Snap shot: United's European home game ... in Plymouth

As Manchester United prepare to take on St-Étienne, we recall their only previous home meeting with Les Verts in the unlikely surrounds of Plymouth Argyle's Home Park.

Stuart Pearson (right) is congratulated after scoring the opening goal
Stuart Pearson (right) is congratulated after scoring the opening goal ©Getty Images

Crowd disturbances marred Manchester United's 1-1 first-leg draw away to St-Étienne in the European Cup Winners' Cup first round in 1977/78. The punishment? They could not play their home leg within 300km of Old Trafford. With options limited, officials decided upon Plymouth, a city on England's south-west coast most famous as the point of origin for the Mayflower voyage that took the Pilgrim Fathers to America.

Home Park was packed to the rafters, with 31,600 squeezing themselves in, and goals from Stuart Pearson and Steve Coppell gave United a 2-0 win on the night against a St-Étienne team that had reached the European Cup final the year before. United's European campaign didn't last long, though: they lost 6-5 on aggregate to Porto in the next round.

1. Stuart Pearson
Pearson swapped one second-tier side for another in 1974: Hull City for newly relegated Manchester United. A haul of 17 league goals in his first term ensured the Red Devils were not in the wilderness for long.

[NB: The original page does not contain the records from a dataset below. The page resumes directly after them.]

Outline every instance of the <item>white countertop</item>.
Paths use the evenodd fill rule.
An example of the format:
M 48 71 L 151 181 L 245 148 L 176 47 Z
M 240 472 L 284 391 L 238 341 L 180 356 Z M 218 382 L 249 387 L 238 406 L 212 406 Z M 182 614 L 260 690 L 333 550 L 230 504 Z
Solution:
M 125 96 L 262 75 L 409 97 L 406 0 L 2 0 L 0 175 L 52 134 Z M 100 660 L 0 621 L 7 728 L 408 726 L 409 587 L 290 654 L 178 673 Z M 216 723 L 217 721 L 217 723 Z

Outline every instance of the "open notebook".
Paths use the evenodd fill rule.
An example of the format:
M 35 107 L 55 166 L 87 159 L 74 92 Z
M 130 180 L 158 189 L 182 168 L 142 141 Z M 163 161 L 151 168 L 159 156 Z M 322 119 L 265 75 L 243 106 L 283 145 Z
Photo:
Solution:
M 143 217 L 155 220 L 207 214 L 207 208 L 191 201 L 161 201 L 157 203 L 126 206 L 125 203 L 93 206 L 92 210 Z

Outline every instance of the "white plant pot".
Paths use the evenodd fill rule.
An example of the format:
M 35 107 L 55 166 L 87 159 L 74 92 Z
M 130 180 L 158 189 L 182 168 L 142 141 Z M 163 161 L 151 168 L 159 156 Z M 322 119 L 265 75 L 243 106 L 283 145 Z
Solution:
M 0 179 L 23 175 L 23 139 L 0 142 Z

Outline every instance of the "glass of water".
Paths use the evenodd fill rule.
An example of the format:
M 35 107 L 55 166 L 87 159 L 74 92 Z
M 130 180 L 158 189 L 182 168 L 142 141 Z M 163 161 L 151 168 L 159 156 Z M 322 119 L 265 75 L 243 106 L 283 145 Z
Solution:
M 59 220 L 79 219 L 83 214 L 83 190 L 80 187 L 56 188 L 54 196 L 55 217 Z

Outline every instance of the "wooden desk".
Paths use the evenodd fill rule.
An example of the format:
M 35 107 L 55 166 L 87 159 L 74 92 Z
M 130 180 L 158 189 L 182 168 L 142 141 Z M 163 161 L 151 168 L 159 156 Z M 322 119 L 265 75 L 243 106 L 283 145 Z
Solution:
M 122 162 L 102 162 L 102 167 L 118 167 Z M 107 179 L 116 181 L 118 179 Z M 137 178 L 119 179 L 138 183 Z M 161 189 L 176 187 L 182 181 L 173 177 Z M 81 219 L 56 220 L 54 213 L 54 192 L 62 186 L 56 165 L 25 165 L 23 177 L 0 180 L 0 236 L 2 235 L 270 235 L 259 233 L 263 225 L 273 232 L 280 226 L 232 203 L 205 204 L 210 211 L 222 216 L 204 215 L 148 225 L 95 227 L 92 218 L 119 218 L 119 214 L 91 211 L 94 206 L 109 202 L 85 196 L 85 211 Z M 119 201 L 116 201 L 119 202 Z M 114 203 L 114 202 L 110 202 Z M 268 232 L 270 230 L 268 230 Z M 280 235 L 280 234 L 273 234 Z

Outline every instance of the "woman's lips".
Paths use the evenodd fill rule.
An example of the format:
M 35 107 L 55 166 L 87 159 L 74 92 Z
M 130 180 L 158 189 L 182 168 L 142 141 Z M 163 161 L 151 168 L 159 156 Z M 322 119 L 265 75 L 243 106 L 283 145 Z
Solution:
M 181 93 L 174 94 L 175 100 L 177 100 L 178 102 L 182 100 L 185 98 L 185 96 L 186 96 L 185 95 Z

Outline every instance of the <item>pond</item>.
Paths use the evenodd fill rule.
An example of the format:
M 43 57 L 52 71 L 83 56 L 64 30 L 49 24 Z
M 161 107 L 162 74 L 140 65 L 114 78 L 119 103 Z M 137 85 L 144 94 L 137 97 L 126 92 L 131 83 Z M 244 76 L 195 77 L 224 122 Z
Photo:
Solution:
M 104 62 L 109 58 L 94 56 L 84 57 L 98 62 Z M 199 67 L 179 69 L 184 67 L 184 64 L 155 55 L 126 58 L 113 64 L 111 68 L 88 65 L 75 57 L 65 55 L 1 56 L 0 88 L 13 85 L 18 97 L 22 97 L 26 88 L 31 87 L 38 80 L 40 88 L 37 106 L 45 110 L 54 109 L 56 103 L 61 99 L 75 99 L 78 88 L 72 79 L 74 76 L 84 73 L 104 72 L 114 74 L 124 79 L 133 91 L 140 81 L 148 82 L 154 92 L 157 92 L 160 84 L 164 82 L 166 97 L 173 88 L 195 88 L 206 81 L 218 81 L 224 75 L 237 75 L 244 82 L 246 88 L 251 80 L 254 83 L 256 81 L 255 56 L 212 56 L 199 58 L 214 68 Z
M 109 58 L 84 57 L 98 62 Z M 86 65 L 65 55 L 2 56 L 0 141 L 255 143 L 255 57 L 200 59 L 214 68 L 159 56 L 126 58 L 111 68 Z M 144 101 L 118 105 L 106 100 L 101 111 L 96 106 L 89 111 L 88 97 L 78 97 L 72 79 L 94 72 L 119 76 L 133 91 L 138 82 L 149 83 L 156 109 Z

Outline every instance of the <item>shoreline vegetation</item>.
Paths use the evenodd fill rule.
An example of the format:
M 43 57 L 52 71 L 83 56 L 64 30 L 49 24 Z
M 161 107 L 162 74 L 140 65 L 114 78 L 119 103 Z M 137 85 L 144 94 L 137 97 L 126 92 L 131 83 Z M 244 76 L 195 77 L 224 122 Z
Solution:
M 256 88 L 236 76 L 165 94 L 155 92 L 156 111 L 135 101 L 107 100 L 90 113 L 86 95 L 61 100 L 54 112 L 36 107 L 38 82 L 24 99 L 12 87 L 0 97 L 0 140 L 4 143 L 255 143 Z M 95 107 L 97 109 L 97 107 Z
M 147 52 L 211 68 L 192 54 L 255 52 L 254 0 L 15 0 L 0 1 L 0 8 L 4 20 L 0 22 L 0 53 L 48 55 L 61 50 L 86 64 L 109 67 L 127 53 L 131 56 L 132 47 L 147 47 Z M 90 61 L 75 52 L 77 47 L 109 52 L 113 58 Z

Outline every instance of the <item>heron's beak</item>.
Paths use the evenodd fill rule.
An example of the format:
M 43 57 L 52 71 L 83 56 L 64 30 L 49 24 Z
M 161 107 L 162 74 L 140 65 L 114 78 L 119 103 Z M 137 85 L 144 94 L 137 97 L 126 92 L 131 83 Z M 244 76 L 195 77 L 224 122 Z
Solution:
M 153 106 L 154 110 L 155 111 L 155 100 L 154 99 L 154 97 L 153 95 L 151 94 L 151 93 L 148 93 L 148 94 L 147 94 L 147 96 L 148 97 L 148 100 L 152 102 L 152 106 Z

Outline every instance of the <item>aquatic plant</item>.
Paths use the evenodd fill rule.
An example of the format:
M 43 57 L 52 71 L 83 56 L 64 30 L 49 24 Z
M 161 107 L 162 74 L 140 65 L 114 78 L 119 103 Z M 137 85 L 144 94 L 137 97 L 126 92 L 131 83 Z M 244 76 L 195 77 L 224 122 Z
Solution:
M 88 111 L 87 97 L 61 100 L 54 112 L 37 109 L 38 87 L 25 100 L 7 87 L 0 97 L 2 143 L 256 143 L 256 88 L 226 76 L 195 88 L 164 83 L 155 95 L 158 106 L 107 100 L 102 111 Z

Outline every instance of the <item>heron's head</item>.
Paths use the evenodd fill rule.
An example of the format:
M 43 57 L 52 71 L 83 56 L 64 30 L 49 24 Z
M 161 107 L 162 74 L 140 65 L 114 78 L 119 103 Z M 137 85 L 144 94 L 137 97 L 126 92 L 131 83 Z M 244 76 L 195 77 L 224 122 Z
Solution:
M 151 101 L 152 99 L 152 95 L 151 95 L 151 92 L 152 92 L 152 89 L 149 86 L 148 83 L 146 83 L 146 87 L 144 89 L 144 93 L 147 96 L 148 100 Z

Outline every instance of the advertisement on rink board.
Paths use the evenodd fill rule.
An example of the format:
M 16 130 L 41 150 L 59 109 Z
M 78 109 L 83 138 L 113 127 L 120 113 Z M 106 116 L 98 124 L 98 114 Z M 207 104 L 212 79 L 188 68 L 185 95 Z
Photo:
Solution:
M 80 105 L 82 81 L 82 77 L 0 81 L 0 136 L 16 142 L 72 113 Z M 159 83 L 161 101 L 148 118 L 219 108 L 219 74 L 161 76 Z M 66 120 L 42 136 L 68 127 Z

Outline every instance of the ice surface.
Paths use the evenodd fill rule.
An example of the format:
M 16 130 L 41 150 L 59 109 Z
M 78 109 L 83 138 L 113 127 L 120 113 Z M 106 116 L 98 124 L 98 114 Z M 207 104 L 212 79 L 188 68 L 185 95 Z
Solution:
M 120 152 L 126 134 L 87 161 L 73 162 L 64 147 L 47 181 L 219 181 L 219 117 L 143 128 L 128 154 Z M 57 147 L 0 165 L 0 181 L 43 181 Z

His distinctive celebration – a raised right fist – was showcased over five seasons at United, with FA Cup glory in 1977 the major highlight. He also lifted the trophy with West Ham in 1980 before a knee injury hastened his retirement at the age of 32. A scorer of five goals in 15 appearances for England, Pearson went into coaching before becoming a matchday host at Old Trafford.

Pearson, Hill and manager Tommy Docherty in 1977
Pearson, Hill and manager Tommy Docherty in 1977©Getty Images

2. Gordon Hill
A winger whose quick feet and imagination elicited the nickname 'Merlin'. He had just spent the summer at Chicago Sting when newly promoted United came calling and his invention and goals return (39 in 101 games) meant he quickly became a crowd favourite – consternation greeted news of his sale to Derby in 1978. Capped six times by England, Hill went on to play in Canada, the United States, Finland and the Netherlands. He now runs a football academy in Florida.

3. Gérard Janvion
A forward when he arrived at St-Étienne in 1972, but coach Robert Herbin saw his potential elsewhere and switched him to full-back – an inspired move. Janvion became the cornerstone of a successful team that landed four league titles and three French Cups, missing out to Bayern in the 1976 European Cup final. Tenacious in the tackle, he picked up 40 France caps and ended his career with stints at Paris Saint-Germain and Béziers. He retired in 1987, returning to coach in his native Martinique, where he still lives.

United host St-Étienne at Old Trafford on Thursday, with kick-off at 21:05CET.